I started out writing this blog with the very best of intentions. Take an hour or so a couple of times a week and write something of earth-shattering significance. I knew that was never going to happen. What I did not expect was the gnawing realization that I was becoming responsible for a 1-month, then 2-month, then a yawning 10-month gap in blogging.
What happened?
I lead a pretty ordinary life, I guess. There was never any certainty dwelling in what passes for my soul about the value of my blogging observations. Friends and family expressed delight with my efforts, but -- let's be honest -- they have to say that -- or they think they do.
Given such a predisposition on my part, it's been easy to backslide. On top of that, my agent is no longer my agent, having been recruited into communications job in a publishing house in New York.
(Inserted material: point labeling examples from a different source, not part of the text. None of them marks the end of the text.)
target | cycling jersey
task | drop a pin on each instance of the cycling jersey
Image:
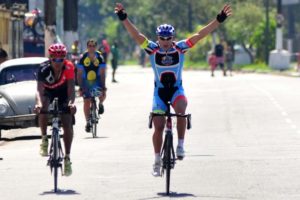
(55, 88)
(167, 67)
(91, 72)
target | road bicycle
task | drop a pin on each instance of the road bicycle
(56, 154)
(167, 152)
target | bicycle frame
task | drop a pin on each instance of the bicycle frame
(94, 116)
(55, 153)
(167, 151)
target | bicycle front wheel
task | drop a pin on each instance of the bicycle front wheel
(94, 119)
(168, 160)
(56, 159)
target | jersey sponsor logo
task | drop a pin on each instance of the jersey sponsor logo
(91, 76)
(61, 81)
(167, 60)
(87, 62)
(50, 78)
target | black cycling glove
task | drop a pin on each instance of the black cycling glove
(122, 14)
(221, 16)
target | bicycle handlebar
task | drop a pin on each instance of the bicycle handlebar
(187, 116)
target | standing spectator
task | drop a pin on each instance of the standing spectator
(114, 59)
(219, 51)
(212, 61)
(229, 58)
(104, 49)
(142, 58)
(3, 54)
(75, 53)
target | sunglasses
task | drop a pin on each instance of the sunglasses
(58, 60)
(165, 38)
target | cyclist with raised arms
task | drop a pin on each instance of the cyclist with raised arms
(56, 78)
(91, 75)
(166, 57)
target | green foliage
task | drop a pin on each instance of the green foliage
(258, 39)
(246, 26)
(199, 51)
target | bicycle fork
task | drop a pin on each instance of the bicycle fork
(56, 153)
(168, 153)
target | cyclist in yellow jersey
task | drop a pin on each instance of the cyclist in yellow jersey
(91, 75)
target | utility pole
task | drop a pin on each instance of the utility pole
(279, 58)
(50, 21)
(267, 30)
(70, 22)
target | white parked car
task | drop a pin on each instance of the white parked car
(17, 92)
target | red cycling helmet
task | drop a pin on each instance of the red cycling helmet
(57, 50)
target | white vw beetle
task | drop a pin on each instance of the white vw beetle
(17, 92)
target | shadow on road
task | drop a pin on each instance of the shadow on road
(171, 195)
(32, 137)
(60, 192)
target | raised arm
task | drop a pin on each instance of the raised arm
(132, 30)
(226, 11)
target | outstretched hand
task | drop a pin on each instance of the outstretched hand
(119, 7)
(120, 11)
(226, 12)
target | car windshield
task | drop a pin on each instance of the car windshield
(18, 73)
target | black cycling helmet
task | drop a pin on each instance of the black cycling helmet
(165, 30)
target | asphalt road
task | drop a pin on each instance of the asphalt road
(244, 144)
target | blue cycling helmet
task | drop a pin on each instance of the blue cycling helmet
(165, 30)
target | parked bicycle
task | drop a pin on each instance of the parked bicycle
(167, 151)
(56, 154)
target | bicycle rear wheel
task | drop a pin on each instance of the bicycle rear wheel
(168, 160)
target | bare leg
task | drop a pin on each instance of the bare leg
(180, 107)
(86, 107)
(68, 132)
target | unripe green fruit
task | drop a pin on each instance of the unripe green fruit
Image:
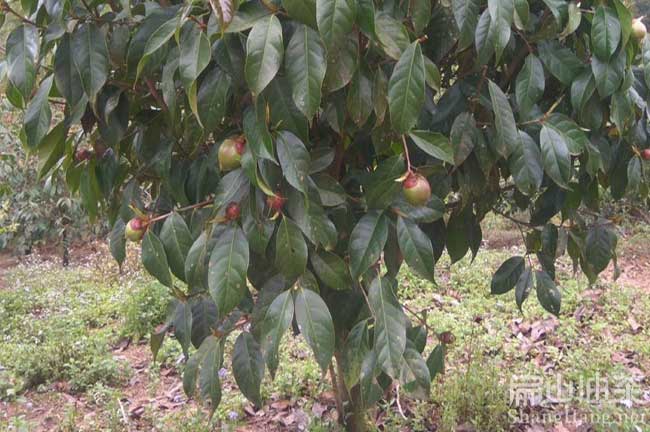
(645, 154)
(233, 211)
(417, 190)
(135, 229)
(638, 29)
(230, 153)
(276, 202)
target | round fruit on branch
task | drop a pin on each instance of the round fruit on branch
(230, 153)
(638, 29)
(233, 211)
(417, 190)
(135, 229)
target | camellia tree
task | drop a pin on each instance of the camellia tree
(281, 159)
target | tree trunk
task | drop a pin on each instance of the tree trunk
(352, 415)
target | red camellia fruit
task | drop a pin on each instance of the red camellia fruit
(135, 229)
(638, 29)
(233, 211)
(417, 190)
(645, 154)
(230, 153)
(276, 202)
(82, 155)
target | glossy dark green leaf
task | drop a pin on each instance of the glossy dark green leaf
(227, 269)
(390, 332)
(507, 137)
(154, 258)
(306, 63)
(406, 89)
(90, 55)
(264, 53)
(21, 53)
(294, 160)
(524, 286)
(555, 156)
(315, 324)
(335, 20)
(290, 249)
(248, 367)
(302, 10)
(367, 242)
(530, 83)
(38, 115)
(416, 248)
(212, 99)
(277, 320)
(507, 275)
(177, 241)
(605, 32)
(548, 294)
(434, 144)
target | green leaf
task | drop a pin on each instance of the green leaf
(416, 248)
(290, 249)
(331, 269)
(294, 160)
(415, 376)
(315, 324)
(117, 242)
(406, 89)
(548, 294)
(209, 373)
(529, 86)
(212, 99)
(355, 349)
(560, 61)
(227, 269)
(51, 149)
(390, 331)
(264, 52)
(248, 367)
(367, 241)
(394, 37)
(605, 33)
(38, 115)
(600, 246)
(66, 75)
(434, 144)
(21, 53)
(359, 101)
(341, 64)
(90, 55)
(501, 16)
(154, 258)
(335, 20)
(463, 137)
(306, 63)
(177, 241)
(507, 275)
(436, 361)
(555, 156)
(608, 74)
(507, 138)
(302, 10)
(524, 286)
(575, 139)
(466, 15)
(277, 320)
(366, 17)
(526, 166)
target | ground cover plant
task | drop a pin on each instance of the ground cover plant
(280, 160)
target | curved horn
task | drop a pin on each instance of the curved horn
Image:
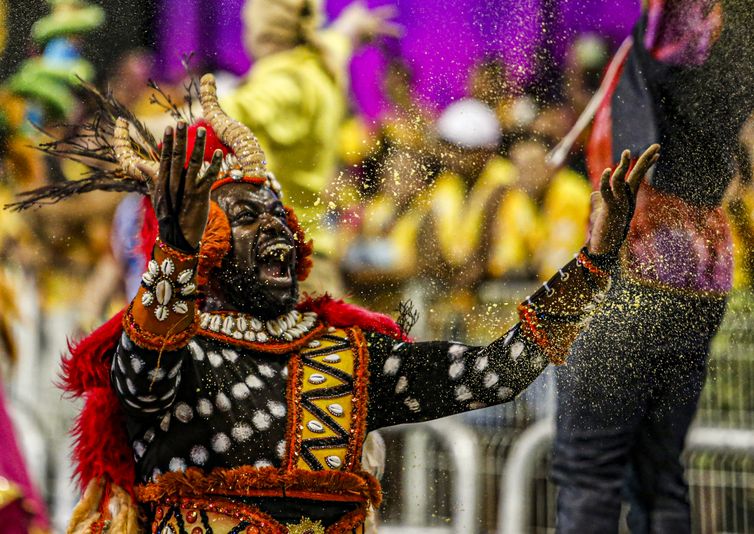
(125, 154)
(234, 134)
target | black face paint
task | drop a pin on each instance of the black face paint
(258, 276)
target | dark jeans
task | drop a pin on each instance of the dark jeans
(626, 399)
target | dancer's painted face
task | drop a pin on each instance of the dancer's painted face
(258, 276)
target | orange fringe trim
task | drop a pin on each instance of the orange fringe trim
(304, 248)
(349, 522)
(531, 328)
(360, 400)
(150, 341)
(247, 481)
(293, 433)
(259, 519)
(238, 511)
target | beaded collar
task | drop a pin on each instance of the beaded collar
(288, 332)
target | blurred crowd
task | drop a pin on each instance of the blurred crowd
(457, 209)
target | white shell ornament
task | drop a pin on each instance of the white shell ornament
(188, 289)
(167, 267)
(335, 409)
(147, 298)
(185, 276)
(147, 279)
(163, 291)
(317, 379)
(333, 462)
(161, 312)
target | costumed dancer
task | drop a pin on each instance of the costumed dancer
(218, 400)
(674, 82)
(294, 99)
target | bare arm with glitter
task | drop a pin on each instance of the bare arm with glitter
(412, 382)
(162, 318)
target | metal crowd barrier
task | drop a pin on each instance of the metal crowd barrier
(458, 454)
(514, 455)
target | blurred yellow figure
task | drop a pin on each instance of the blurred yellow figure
(541, 220)
(294, 97)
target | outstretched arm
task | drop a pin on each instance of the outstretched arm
(682, 32)
(411, 382)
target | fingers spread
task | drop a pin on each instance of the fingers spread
(210, 175)
(618, 180)
(385, 12)
(644, 163)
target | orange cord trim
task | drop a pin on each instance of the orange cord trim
(269, 348)
(360, 400)
(259, 519)
(293, 434)
(532, 329)
(216, 243)
(238, 511)
(150, 341)
(337, 486)
(587, 264)
(349, 522)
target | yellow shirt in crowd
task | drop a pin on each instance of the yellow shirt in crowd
(295, 104)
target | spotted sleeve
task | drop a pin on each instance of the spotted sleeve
(413, 382)
(144, 387)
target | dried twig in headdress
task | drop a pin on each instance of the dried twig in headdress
(191, 88)
(165, 101)
(407, 317)
(95, 181)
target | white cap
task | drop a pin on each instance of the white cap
(469, 123)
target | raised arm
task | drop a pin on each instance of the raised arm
(162, 318)
(411, 382)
She used to hold my feet to the fire about blogging and social media. When she was around, I stayed the course. Apparently, I am tractable if there's a whip and a scourge handy. Of course, there was neither a whip or a scourge; she just suggested politely that I get cracking, and I did.
It seems I need an agent/nanny, but I'm pretty sure most agents will just be nodding their head in mute agreement at this observation. Came as a surprise to me, though. I always thought I was pretty dependable.
But not when it comes to something I love to do. In the past 10 months, I've finished writing first drafts of two more books -- Death of the Dancing Doll (another in the Urquhart & MacDonald mystery series) and More Frayd Then Hurt (a comic novel about the discovery of a lost Jacobean play).
When it comes to this business of authoring, it turns out it's the writing I love. It's the writing that distracts me. Weak-willed and easily led. I'm ready for anything.